There are a couple of things we need to understand about this statement. In the first place, the word that is translated “perfect” literally means “be complete.” So often, the New Testament and the Old Testament will describe people as being upright and righteous—not in the sense that they have achieved total moral perfection, but rather that they have reached a singular level of maturity in their growth in terms of spiritual integrity. However, in this statement, it’s certainly legitimate to translate it using the English word perfect. For example, “Be ye complete as your heavenly Father is complete.” Now remember that your heavenly Father is perfectly complete! So if we are to mirror God in that way, we are to mirror him in his moral excellence as well as in other ways. In fact, the basic call to a person in this world is to be a reflection of the character of God. That’s what it means to be created in the image of God. Long before the Sermon on the Mount, God required the people of Israel to reflect his character when he said to them, “Be ye holy even as I am holy.” He set them apart to be holy ones. The New Testament word for that is saints.

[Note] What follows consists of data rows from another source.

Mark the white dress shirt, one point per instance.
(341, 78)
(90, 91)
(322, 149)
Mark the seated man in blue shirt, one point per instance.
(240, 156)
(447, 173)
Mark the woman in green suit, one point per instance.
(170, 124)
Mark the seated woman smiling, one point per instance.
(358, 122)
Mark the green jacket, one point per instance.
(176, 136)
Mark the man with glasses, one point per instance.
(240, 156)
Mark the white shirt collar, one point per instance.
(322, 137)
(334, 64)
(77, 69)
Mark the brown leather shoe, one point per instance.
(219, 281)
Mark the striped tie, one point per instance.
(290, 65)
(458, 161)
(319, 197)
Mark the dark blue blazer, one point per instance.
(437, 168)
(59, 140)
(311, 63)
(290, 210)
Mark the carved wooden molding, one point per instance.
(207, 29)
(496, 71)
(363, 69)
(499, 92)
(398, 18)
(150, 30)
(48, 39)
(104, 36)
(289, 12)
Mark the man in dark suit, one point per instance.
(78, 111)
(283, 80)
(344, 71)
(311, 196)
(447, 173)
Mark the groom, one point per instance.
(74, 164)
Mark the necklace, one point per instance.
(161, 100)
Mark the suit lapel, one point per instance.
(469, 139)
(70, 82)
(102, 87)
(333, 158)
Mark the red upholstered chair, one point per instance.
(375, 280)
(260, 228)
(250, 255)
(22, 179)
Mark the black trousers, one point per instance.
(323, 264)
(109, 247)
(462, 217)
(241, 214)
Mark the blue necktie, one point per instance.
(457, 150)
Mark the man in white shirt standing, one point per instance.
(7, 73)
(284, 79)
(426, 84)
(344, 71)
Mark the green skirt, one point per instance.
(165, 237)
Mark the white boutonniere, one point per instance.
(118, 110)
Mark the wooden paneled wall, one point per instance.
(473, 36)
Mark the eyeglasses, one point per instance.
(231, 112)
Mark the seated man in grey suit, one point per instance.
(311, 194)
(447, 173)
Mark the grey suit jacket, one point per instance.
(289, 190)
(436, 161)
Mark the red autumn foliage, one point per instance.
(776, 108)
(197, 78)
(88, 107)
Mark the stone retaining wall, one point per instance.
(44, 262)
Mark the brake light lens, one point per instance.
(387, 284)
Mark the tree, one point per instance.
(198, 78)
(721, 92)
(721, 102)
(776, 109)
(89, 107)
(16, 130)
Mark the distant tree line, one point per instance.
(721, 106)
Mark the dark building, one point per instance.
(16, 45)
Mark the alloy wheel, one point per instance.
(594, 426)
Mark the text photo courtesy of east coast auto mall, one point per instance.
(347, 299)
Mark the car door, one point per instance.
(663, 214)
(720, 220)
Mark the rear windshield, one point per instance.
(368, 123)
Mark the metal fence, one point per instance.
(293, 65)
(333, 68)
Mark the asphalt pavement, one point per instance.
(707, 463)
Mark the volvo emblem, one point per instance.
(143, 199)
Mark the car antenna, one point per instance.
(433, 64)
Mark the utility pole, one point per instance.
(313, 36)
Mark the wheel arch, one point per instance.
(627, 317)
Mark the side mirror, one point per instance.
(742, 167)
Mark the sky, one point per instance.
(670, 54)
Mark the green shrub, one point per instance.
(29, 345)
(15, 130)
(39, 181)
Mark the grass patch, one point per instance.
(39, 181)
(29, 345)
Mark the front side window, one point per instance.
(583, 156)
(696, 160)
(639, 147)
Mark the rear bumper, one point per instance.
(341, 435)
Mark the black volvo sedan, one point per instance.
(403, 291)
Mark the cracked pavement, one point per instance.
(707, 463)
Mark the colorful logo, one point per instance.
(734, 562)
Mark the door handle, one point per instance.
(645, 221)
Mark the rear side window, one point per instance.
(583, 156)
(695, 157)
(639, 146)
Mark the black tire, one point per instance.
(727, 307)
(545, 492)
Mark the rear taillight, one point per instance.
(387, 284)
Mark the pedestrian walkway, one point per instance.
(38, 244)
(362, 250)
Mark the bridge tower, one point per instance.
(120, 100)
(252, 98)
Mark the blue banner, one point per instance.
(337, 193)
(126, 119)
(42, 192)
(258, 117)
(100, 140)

Now to the question of whether we can, in fact, achieve moral perfection in this world. If Jesus says to be perfect, the assumption would be that he would not require us to do something that is impossible for us to achieve. Therefore, there are Christians, many Christians, who believe that, indeed, it is possible for a person to reach a state of moral perfection in this life. That view is called perfectionism, and people develop a theology whereby there’s a special work of the Holy Spirit that gives them victory over all sin or all intentional sin that renders them morally perfect in this world. The mainstream of Christianity, however, has resisted the doctrine of perfectionism chiefly because we see the record of the greatest saints in biblical history and in church history who to a person confessed the fact that they, to their dying day, struggled with ongoing sin in their lives. Not the least of which, of course, was the apostle Paul, who talked about his ongoing struggle with sin.
Can a person be perfect? Theoretically, the answer to that is yes. The New Testament tells us that with every temptation we meet, God gives us a way to escape that temptation. He always gives us enough grace to overcome sin. So sin in the Christian life, I would say, is inevitable because of our weakness and because of the multitude of opportunities we have to sin. But on a given occasion, it is never, ever necessary. So in that sense, we could theoretically be perfect, though none of us is.